[The Ivory Trail by Talbot Mundy]@TWC D-Link bookThe Ivory Trail CHAPTER SIX 52/106
Yet at dawn there were no signs of tents.
And when that night we arrived at Brown's homestead we seemed to have the whole world to ourselves. Brown's house was a tiny wooden affair with a thick grass roof.
It boasted a big fireplace at one end of the living-room, and a chimney that Brown had built himself so cunningly that smoke could go up and out but no leopards could come down.
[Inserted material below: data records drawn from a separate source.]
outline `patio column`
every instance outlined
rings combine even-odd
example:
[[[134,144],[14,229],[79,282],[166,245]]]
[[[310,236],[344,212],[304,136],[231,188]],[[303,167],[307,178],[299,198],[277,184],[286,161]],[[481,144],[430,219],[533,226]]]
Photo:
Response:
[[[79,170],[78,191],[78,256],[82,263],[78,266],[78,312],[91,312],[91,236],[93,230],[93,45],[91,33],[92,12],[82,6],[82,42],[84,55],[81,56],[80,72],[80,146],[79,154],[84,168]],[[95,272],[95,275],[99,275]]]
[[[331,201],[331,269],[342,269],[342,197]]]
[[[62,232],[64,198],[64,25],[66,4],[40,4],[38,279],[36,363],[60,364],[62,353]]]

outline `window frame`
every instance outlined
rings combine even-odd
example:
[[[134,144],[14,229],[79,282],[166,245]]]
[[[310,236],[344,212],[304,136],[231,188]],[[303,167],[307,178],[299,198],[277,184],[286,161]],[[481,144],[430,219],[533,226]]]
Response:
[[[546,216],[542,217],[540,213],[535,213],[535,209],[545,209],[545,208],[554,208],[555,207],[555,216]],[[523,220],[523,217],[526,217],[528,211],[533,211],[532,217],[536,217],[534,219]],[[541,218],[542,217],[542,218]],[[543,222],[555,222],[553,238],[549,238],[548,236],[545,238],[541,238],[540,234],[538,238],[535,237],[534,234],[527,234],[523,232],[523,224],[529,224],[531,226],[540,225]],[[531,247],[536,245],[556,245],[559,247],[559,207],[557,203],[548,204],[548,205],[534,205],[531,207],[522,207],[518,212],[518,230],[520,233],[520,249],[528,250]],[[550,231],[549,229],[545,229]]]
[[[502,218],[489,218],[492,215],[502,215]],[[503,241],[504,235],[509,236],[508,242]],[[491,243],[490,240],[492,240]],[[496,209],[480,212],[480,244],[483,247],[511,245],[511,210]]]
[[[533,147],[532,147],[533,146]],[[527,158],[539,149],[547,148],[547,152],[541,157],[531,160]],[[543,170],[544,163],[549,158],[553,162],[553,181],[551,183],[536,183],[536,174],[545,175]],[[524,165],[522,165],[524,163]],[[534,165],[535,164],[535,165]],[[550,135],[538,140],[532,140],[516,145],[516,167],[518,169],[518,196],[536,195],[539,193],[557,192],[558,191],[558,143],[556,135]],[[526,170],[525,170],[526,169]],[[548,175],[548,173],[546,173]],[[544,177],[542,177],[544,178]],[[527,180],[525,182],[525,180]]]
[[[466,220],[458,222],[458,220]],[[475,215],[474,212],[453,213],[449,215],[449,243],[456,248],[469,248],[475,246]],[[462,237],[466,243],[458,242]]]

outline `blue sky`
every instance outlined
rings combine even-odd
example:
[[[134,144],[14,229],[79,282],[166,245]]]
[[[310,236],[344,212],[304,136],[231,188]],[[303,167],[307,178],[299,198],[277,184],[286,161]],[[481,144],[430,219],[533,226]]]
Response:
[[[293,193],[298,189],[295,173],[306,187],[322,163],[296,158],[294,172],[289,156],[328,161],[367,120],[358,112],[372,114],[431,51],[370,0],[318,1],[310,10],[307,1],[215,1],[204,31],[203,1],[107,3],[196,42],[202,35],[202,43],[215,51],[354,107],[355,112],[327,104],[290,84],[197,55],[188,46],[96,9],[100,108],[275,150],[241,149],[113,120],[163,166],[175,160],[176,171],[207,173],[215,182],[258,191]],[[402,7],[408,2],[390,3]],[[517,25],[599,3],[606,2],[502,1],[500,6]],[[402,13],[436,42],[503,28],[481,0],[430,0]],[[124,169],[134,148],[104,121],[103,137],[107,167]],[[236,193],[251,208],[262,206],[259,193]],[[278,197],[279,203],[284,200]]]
He got very drunk that night to celebrate the home-coming, and stayed completely drunk for three days, we making use of his barn to give our porters a good rest.
By day we shot enough meat for the camp, and at night we sat over the log fire, praying that Brown might sober up, Fred singing songs to his infernal concertina, and all the natives who could crowd in the doorway listening to him with all their ears.
Fred made vast headway in native favor, and learned a lot of two languages at once. Every day we sent Kazimoto and another boy exploring among the Lumbwa tribe, gathering information as to routes and villages, and it was Kazimoto who came running in breathless one night just as Brown was at last sobering up, with the news that some Greeks had swooped down on Brown's cattle, had wounded two or three of the villagers who herded them, and had driven the whole herd away southward. That news sobered Brown completely.